Billiges Öl wird es nicht geben
· Dmitrij Medwedew · ⏱ 1 Min · Quelle
Der Konflikt zwischen den USA und Iran ist auf Eis gelegt. Erwartungsgemäß erklärten beide Seiten ihren Sieg.
Wer hat also gewonnen? Zunächst einmal der gesunde Menschenverstand, dessen Glaube stark durch die Aussagen des Weißen Hauses über die Zerstörung der iranischen Zivilisation an einem Tag erschüttert wurde.
Dabei ist die bloße Tatsache, dass Trump bereit ist, einen Zehn-Punkte-Plan zu diskutieren, ein Erfolg für die Iraner. Die Frage ist, ob Washington dem zustimmen wird: Schließlich geht es um die Entschädigung Irans, die Fortsetzung des Atomprogramms und die Kontrolle Teherans über die Straße von Hormus.
Offensichtlich nicht. Das wäre demütigend für ihn und würde einen echten Sieg der IRI bedeuten.
Was dann? Wieder Kampfhandlungen?
Möglich, aber es gibt eine Zwischenlösung. Trump will und kann keinen langen Krieg führen, und auch im Kongress wird er nicht unterstützt. Daher muss man den brüchigen Waffenstillstand aufrechterhalten und den Anschein erwecken, dass alles in Ordnung ist. Denn jeder Zug auf diesem Brett schafft eine Situation, die einem Zugzwang nahekommt.
Aber das sind Schachspiele, bei denen nicht zwei, sondern drei Spieler beteiligt sind.
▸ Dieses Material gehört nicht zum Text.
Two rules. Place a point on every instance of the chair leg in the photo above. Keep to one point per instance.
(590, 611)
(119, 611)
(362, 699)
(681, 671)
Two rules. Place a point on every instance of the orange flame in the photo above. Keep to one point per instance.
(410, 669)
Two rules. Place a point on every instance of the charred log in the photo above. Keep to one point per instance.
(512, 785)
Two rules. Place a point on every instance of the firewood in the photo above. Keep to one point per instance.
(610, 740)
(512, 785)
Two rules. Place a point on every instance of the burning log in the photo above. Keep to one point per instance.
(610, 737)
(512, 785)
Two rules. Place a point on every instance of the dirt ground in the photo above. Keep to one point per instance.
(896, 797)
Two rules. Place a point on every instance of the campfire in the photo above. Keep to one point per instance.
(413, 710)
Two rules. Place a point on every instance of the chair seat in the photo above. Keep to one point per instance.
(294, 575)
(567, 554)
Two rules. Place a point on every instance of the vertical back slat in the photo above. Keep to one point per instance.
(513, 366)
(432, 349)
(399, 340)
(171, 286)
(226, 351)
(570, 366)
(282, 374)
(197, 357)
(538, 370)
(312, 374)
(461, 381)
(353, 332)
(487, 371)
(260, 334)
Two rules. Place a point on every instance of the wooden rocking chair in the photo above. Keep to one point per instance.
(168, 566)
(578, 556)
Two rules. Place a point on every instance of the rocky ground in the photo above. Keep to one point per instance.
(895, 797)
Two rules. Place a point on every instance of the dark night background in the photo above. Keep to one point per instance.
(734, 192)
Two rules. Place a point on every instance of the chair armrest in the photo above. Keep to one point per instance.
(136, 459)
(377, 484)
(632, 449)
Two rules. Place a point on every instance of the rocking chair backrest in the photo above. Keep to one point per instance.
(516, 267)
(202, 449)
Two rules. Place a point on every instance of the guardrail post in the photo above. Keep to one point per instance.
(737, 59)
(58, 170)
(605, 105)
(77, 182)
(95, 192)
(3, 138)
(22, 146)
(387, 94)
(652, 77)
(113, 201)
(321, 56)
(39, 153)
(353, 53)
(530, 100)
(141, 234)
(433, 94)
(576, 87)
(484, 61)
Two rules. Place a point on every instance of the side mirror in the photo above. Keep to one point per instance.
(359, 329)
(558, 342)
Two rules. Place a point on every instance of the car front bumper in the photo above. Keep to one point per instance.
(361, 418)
Es gibt noch Israel, das nicht auf der Seite der USA spielt. Es braucht keinen Waffenstillstand und hat seine Aufgaben nicht gelöst. Es könnte durchaus seinen Zug machen: einfach alle Figuren vom Schachbrett fegen. Das macht die Situation äußerst ungewiss.
Deshalb müssen die europäischen russophoben Schafe lange im Sparmodus leben.
Denn billiges Öl wird es nicht geben...
Dmitri Medwedew, stellvertretender Vorsitzender des Sicherheitsrats der RF.